We had a family farm three hours west of Chicago, and when I was looking at potential studio spaces, I remembered some of the barns where my brother and I used to make hay bale forts when we were kids. One of them was in rough shape and had raccoons living in it, but I got a local carpenter to do the handyman work and did the normal stuff like the roof shingles. Then I just moved in, but I didn’t realize how isolated it would be. It was February and snowing and none of my friends had a car. I would go for two weeks at a time without speaking to anyone. So I started experimenting with the loop pedal and messing around with songs.

I was playing all day and night in some kind of fever, playing pop, jazz, violin, guitars and polyrhythms, while wrestling with some demons. In middle school, I was no ordinary thinker. I was bullied and thought I was autistic, so I would explain it all in songs. Sitting in a Denny’s restaurant at 4 a.m. would produce some silly humor: a nervous jerk of the head to the left about a move you’ve adopted to get rid of dark thoughts. People must have thought I was crazy, and I sat there shaking my head.
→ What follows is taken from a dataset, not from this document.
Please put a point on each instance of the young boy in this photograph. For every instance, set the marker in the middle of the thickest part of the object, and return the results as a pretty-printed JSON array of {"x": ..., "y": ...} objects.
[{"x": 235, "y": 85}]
Other songs on the album are about the commodification of genius as a marketing strategy or warrior culture. With Fake Palindromes, I imagined a personal ad in a newspaper where someone puts innocuous details and then gets progressively more subversive as they really want someone to pry them.

Bringing musicians into the fold for an album release proved confusing: people slept on the floor and drank a lot. So I moved to Nashville – where I made the album Weather Systems to blow off some steam – and tried to record Eggs there, but that didn’t work out either. I would tear my hair out, then jump in my truck with my gear and tour all over Europe.
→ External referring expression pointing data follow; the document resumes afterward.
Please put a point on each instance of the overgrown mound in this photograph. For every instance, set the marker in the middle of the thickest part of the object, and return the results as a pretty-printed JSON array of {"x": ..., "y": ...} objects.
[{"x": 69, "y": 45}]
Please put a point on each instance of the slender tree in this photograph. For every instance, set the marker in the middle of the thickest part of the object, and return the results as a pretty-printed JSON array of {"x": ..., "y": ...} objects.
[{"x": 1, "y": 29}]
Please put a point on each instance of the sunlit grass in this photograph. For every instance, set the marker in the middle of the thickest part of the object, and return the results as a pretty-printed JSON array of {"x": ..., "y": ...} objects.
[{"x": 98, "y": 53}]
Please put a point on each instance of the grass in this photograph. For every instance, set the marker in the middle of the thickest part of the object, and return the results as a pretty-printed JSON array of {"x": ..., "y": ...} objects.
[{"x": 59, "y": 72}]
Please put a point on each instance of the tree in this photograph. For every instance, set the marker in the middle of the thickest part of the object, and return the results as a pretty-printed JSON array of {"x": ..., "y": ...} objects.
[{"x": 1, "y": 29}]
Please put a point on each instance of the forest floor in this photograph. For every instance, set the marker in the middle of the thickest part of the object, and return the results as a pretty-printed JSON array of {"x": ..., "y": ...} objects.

“Man, you really need to go to New York or Los Angeles,” said a Chicago music bar owner. In Los Angeles, a producer directed me to a young engineer, David Boucher. Finally, after five strange and fanatical years, recording with David and the musicians in a professional environment where people work sane hours has brought to life the integrity of the album’s styles, themes, layers and many details.

I was 29 and feeling like I was back in the day, but suddenly I felt like an artist, not just someone directing my record collection. The title comes from an old magic catalog from the 1920s which says “Mystical Production of Eggs”. I changed the word “mystical” to “mysterious,” but it seems to capture the excitement of creating something that never existed before.

Andrea Trulin, Director

The first time I went to the barn to visit Andrew, I drove until there were no more cars. Much later, when I read the story of Justin Vernon making Bon Iver’s first album in a log cabin, I laughed and thought, “Dude, we did that.” But it was helpful for Andrew’s music to start a record without the usual cacophony of life in the mix, although having the album canceled twice is highly unusual.

In the barn, there were some really wild and complex orchestral rock sessions, but they didn’t sound like him. I said: It is as if you are wearing someone else’s clothing. Creating Weather Systems in Nashville was partly an attempt to get something going, because he didn’t have a record label and was dipping into his piggy bank or using his touring income to pay for the band. Part of the reason for using a barn is because there is no rent.

I went there a few times and also visited him in Nashville and Los Angeles to see what was going on. Playing the songs live helped him all the time because he was able to get immediate feedback on what worked and what didn’t. I took copious notes as we went through everything, trying to piece together the parts worth holding on to and encouraging him not to stop until he felt like it was over.

I have to have 100 CDs of Eggs with different versions of songs and track sequences before we settle on the final version. He came up with something that people found difficult to compare, because it wasn’t another version of someone else’s thing. I was thrilled when people liked it.

Andrew Bird and Britten Sinfonia’s 20th anniversary concert for The Mysterious Production of Eggs will be held at the Barbican, London, on 28 February.